Depois que as últimas chuvas deixaram o céu e ficaram na terra – céu limpo, terra húmida e espelhenta -, a clareza maior da vida que com o azul voltou ao alto, e na frescura de ter havido água se alegrou em baixo, deixou um céu próprio nas almas, uma frescura sua nos corações.
Somos, por pouco que o queiramos, servos da hora e das suas cores e formas, súbditos do céu e da terra. Aquele de nós que mais se embrenhe em si mesmo, desprezando o que o cerca, esse mesmo se não embrenha pelos mesmos caminhos quando chove do que quando o céu está bom. Obscuras transmutações, sentidas talvez só no íntimo dos sentimentos abstractos, se operam porque chove ou deixou de chover, se sentem sem que se sintam porque sem sentir o tempo se sentiu.

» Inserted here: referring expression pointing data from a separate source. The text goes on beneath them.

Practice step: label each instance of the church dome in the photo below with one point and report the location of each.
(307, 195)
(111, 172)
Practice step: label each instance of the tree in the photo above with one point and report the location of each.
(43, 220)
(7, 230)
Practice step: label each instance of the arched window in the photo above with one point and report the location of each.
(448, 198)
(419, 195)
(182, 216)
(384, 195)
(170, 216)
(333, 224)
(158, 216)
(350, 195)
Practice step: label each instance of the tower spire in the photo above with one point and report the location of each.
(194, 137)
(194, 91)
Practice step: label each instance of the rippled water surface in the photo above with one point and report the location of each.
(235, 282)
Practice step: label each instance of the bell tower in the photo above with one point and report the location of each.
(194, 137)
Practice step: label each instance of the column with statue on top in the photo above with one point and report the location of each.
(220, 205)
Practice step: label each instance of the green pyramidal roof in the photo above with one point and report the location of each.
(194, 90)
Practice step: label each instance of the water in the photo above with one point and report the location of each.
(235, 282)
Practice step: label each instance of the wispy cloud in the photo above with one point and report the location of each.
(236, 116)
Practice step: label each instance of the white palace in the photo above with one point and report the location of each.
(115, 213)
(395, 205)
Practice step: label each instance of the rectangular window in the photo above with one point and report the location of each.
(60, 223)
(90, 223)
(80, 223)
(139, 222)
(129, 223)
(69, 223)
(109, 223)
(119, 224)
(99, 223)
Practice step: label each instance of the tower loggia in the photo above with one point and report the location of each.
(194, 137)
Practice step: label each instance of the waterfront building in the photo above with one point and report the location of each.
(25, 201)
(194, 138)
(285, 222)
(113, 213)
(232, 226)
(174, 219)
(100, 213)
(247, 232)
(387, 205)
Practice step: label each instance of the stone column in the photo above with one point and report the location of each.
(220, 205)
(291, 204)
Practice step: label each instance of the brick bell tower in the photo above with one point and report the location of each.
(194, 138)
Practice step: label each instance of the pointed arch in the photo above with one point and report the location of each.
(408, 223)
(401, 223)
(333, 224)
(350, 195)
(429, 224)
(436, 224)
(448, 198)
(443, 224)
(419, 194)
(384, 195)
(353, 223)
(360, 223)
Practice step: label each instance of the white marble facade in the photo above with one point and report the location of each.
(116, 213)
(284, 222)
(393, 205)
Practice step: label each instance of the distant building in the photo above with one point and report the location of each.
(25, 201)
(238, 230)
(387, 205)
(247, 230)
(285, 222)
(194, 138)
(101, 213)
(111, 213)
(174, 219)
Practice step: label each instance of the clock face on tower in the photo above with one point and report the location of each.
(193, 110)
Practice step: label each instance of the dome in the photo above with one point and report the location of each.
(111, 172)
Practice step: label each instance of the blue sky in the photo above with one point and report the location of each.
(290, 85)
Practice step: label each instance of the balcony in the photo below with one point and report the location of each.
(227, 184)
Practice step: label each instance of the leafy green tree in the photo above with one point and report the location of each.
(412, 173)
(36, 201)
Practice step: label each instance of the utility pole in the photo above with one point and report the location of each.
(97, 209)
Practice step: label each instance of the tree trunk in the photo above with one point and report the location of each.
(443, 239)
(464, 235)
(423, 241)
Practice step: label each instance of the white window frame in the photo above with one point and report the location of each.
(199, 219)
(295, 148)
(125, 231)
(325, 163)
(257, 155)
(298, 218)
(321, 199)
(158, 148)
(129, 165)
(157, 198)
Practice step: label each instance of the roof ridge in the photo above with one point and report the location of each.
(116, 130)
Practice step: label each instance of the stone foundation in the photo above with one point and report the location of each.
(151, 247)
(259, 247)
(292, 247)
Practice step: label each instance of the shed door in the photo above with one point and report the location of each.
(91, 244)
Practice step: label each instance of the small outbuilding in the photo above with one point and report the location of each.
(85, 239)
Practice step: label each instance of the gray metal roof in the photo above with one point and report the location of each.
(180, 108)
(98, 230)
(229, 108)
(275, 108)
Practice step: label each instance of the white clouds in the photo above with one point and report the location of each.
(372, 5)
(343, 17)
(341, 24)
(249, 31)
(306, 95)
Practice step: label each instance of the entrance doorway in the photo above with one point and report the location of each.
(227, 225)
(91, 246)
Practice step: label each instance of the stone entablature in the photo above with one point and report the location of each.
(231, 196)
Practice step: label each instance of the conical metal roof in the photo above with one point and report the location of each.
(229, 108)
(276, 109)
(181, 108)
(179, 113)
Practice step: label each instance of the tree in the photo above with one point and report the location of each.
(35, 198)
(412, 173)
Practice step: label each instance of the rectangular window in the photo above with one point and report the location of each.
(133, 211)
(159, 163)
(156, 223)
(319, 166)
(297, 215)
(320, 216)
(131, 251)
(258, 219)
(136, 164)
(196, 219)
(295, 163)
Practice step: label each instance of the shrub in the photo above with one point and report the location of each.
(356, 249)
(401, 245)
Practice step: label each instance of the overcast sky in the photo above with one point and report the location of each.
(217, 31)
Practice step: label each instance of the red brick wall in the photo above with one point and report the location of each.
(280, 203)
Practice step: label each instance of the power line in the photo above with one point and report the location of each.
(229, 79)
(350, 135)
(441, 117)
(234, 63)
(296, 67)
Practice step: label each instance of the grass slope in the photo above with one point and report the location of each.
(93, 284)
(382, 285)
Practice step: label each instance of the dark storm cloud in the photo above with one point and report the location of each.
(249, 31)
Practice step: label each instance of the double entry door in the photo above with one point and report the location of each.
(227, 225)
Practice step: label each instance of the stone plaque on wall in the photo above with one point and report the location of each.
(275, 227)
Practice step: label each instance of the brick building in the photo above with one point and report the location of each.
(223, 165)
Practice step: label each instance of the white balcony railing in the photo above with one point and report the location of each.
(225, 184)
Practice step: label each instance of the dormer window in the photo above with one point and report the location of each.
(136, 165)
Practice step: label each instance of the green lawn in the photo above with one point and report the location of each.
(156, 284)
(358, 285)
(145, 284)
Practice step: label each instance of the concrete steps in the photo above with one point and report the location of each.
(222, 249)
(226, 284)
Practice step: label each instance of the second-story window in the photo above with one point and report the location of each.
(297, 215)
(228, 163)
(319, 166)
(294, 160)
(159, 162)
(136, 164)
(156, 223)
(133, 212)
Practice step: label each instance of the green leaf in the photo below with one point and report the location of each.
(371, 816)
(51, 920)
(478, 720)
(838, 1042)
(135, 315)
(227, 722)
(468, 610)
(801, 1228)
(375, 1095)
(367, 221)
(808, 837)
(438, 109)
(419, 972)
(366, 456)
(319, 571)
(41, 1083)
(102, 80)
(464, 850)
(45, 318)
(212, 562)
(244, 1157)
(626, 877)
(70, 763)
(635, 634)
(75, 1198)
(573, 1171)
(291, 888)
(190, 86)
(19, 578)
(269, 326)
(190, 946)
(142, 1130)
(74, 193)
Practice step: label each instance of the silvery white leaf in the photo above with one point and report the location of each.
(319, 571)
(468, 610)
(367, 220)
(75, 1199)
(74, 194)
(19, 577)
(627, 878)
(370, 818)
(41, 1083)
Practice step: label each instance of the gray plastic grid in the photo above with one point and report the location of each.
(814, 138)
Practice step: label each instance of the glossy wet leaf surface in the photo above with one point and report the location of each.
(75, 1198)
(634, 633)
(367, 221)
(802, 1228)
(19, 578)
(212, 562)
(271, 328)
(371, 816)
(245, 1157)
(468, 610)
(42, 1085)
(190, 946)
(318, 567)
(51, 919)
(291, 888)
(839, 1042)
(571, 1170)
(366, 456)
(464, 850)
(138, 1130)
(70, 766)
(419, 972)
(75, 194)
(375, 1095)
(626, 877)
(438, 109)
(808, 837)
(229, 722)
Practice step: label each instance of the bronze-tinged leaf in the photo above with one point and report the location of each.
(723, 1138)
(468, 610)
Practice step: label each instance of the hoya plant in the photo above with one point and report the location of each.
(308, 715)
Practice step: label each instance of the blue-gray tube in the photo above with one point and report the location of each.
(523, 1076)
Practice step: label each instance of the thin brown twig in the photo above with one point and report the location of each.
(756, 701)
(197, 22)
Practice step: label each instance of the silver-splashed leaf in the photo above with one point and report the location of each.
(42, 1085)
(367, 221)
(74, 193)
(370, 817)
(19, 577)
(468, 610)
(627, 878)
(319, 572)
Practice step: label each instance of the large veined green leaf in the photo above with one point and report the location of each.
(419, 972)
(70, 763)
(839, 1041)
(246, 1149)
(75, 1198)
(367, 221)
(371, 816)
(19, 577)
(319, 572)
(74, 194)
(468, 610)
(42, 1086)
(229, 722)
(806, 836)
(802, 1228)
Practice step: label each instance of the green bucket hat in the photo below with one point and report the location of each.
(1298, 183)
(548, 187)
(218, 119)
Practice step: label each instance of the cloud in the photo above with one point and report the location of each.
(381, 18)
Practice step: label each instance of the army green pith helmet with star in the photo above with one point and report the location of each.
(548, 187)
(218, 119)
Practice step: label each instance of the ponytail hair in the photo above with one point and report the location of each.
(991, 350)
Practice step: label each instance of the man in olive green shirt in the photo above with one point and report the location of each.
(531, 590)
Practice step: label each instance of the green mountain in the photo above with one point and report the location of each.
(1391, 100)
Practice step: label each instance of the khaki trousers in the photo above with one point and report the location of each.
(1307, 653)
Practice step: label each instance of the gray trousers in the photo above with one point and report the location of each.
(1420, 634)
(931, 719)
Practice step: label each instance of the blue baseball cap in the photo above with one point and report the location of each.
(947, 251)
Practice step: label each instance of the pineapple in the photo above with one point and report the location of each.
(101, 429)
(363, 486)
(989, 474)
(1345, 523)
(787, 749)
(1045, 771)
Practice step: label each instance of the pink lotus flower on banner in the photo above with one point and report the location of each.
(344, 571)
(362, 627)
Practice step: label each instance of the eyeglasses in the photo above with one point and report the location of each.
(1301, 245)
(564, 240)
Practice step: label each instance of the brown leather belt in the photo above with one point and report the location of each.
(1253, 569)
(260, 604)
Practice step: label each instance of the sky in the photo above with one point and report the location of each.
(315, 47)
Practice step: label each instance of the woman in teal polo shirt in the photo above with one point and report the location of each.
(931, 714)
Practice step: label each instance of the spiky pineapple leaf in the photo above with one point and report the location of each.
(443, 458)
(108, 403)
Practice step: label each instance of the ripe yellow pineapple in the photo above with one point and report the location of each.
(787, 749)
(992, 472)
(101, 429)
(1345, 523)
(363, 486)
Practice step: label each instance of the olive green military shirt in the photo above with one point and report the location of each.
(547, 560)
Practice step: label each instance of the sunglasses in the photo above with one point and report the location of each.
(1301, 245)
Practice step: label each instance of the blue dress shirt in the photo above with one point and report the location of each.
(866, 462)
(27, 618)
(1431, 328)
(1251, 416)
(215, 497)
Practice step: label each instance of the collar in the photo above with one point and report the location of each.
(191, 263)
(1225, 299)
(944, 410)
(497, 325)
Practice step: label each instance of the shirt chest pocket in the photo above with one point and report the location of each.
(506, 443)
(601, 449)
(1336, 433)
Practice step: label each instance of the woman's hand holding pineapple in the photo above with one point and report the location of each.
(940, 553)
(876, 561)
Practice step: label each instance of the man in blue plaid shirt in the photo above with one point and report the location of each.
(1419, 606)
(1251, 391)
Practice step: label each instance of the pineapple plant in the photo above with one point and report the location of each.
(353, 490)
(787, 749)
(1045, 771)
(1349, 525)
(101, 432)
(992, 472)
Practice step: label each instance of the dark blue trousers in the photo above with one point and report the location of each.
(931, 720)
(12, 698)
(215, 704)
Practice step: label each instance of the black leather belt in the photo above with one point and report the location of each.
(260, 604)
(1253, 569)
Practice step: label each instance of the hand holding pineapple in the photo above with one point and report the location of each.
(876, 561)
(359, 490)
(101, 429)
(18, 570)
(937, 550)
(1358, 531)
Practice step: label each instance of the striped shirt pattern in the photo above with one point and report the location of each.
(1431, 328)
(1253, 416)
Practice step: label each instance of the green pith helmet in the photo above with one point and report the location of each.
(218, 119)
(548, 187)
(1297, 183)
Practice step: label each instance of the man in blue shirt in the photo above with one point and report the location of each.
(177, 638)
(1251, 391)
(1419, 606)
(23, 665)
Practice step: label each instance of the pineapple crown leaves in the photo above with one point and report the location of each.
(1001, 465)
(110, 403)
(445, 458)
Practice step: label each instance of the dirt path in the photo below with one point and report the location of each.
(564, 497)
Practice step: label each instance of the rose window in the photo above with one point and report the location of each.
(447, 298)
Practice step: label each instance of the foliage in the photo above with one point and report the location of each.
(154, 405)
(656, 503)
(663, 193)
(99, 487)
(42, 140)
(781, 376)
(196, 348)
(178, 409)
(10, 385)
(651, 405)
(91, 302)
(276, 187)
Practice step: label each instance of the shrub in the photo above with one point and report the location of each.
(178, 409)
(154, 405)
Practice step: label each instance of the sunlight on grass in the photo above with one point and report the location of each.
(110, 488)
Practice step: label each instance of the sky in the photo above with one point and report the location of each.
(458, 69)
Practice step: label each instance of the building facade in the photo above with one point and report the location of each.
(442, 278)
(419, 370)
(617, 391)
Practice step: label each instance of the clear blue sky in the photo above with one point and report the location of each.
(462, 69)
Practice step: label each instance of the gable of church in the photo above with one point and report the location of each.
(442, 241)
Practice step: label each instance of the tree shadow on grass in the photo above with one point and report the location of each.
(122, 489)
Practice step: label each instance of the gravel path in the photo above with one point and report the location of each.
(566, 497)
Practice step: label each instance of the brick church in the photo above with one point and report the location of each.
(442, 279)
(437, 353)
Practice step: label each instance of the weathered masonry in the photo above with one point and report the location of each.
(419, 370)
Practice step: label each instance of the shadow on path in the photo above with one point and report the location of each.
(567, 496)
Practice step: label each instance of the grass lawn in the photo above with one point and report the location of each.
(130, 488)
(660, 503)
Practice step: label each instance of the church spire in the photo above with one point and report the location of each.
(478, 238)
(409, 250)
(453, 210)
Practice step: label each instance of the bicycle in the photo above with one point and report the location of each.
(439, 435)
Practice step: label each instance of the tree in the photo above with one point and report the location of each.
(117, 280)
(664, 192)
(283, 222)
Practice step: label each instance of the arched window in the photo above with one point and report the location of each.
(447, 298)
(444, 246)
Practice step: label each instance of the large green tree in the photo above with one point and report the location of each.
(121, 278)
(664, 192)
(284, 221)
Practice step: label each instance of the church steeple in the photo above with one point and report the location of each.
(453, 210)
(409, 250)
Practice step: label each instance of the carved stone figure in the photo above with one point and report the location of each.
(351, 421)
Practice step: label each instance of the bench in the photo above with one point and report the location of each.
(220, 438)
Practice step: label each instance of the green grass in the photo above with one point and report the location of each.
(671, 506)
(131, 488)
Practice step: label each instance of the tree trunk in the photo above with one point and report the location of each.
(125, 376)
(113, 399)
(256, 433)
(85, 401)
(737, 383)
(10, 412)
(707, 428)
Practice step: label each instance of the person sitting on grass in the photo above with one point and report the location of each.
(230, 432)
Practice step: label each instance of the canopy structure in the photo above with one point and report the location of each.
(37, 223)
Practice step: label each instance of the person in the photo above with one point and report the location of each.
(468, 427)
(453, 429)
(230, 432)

Cada um de nós é vários, é muitos, é uma prolixidade de si mesmos. Por isso aquele que despreza o ambiente não é o mesmo que dele se alegra ou padece. Na vasta colónia do nosso ser há gente de muitas espécies, pensando e sentindo diferentemente. Neste mesmo momento, em que escrevo, num intervalo legítimo do trabalho hoje escasso, estas poucas palavras de impressão, ou o que as escreve atentamente, sou o que está contente de não ter nesta hora de trabalhar, sou o que está vendo o céu lá fora, invisível de aqui, sou o que está pensando isto tudo, sou o que sente o corpo contente e as mãos ainda vagamente frias. E todo este mundo meu de gente entre si alheia projecta, como uma multidão diversa mas compacta, uma sombra única – este corpo quieto e escrevente com que reclino, de pé, contra a secretária alta do Borges onde vim buscar o meu mata-borrão, que lhe emprestara.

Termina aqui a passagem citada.